# Uber Eats tip glitches continue



## Nats121 (Jul 19, 2017)

I certainly hope my thread title turns out to be accurate because two $10 Eats deliveries I made hours ago are showing payouts of $2 each. In other words, according to the app, the tips weren't reduced, they were rescinded.

I'm optimistic I'll receive the tips because on the two previous nights the app stated that four tips had been reduced but showed up on the app hours later.

Uber needs to fix this glitch right away because their terrible base pay has resulted in tips comprising the bulk of driver earnings. There's no excuse for our tips not showing up in a timely manner.

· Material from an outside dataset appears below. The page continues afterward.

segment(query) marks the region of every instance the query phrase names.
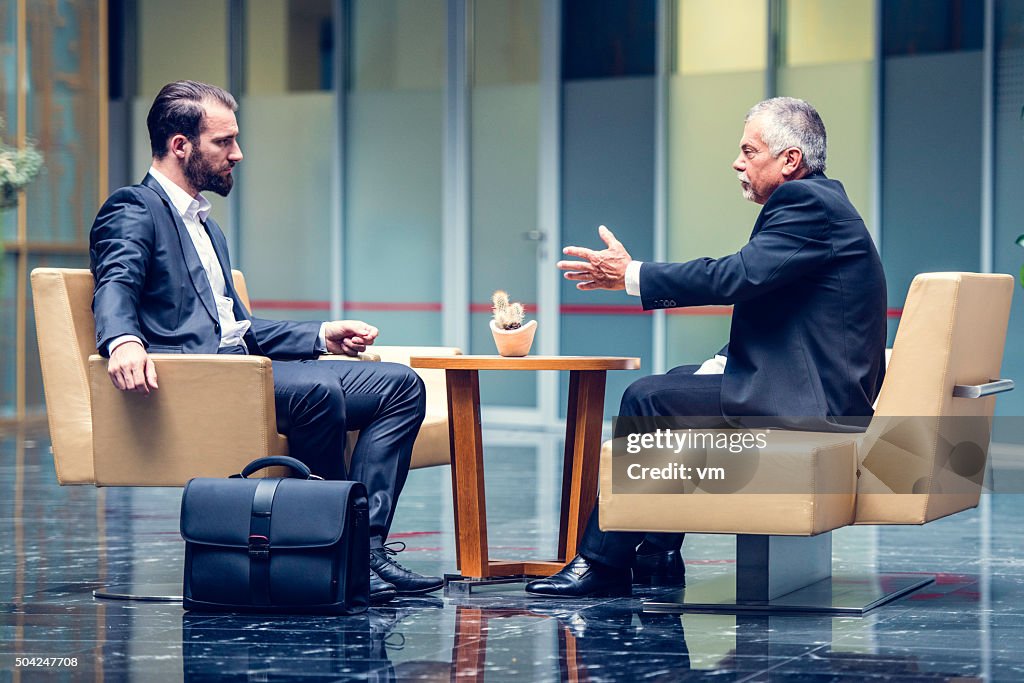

In the unlikely event I was stiffed Uber will be hearing from me, that's for sure.


----------



## Civic Duty (Aug 1, 2019)

The last couple days, several of my tips have been delayed too. The good news is all of them did come through eventually. A few of them took 5 or 6 hours.


----------



## Ron Cole (Sep 25, 2019)

Nats121 said:


> I certainly hope my thread title turns out to be accurate because two $10 Eats deliveries I made hours ago are showing payouts of $2 each. In other words, according to the app, the tips weren't reduced, they were rescinded.
> 
> I'm optimistic I'll receive the tips because on the two previous nights the app stated that four tips had been reduced but showed up on the app hours later.
> 
> ...


Tips typically show up for me 24 hours or longer later than the ride. Many in Miami tell me they experience the same thing.


----------



## Ms. Mercenary (Jul 24, 2020)

Did you update your app? I’m still holding off, and blame my glitches on that.

I’ll prolly update Monday, after my quests end.


----------